The Pontrjagin-Thom construction is fundamental in most branches of manifold topology. The basic case is when $f:E \to B$ is a proper
smooth map of manifolds, $dim (E)=dim(B)+d$, $d \in \mathbb{Z}$. There is a stable normal bundle $\nu(f):= f^* TB - TE$ and the
PT-construction is a map of spectra $\Sigma^{\infty} B_+ \to Th (\nu(f))$, the Thom spectrum of $\nu(f)$. From this and the Thom isomorphism, one deduces homological invariants, such as the Gysin map $f_!: H^i (E) \to H^{i-d} (B)$, which is moreover functorial , $(f \circ g)_! = f_! \circ g_!$.
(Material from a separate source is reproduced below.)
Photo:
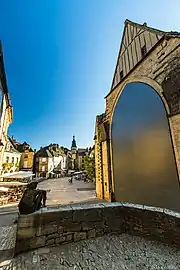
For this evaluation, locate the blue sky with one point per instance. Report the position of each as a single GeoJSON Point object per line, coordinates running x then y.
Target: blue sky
{"type": "Point", "coordinates": [60, 56]}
My initial thought was that there should be an analogue for orbifolds. The tangent bundles make sense, and one can make sense
out of stable vector bundles on a stack. Moreover, there is a homotopy type of stacks. If the stack is $M//G$, its homotopy type $Ho(M//G)$
is the Borel construction $EG \times_G M$, and it comes with a map to $M//G$ that is declared to be a weak homotopy equivalence. One can then define homotopy/(co)homology of stacks using this
homotopy type (there are finer theories, due to Henriques-Gepner).
One can pull back stable vector bundles on stacks to the homotopy type and form the Thom spectra there. The expectation is that there
is a PT map $\Sigma^{\infty} Ho(B)_+ \to Th (\nu(f))$ when $f$ is proper in a suitable sense. The unique map
$\ast //G \to \ast$ should be a proper map.
Unfortunately, this does not work. Together with Jeffrey Giansiracusa, I wrote a paper that gives such a PT-construction, under the
restriction that the map $f$ is ''representable'', which in the case $B=\ast$ amounts to saying that $E$ is a closed manifold.
In his study of orbifold cobordism, Andres Angel used a different approach than the PT-construction.
Why is such a construction impossible? Well, let us suppose that there is such a construction that works at least for $\ast//G \to \ast$
(the quotient map $\ast \to \ast //G$ does not pose a problem). As in the case of the ordinary PT-construction, one defines the Gysin maps $f_!$ and proves that they are functorial. As the composition $\ast \to \ast//G \to \ast$
is the identity, the composition of the corresponding Gysin maps must be the identity. On the other hand, we know very well what the Gysin
map of $\ast \to \ast//G$ does on $H^0$; it is multiplication by $|G|$. This leads us to the contradiction that the identity on $\mathbb{Z}$ factors
through the multiplication by $|G|$ map.
Strangely enough, when we take real coefficients, the Gysin map is integration over the fibres, and this seems to work for orbifolds.
I can also conceive an integration map in complex $K$-theory, but nevertheless the problem seems to be fundamental and severely restricts the application of manifold methods to the topology of orbifolds.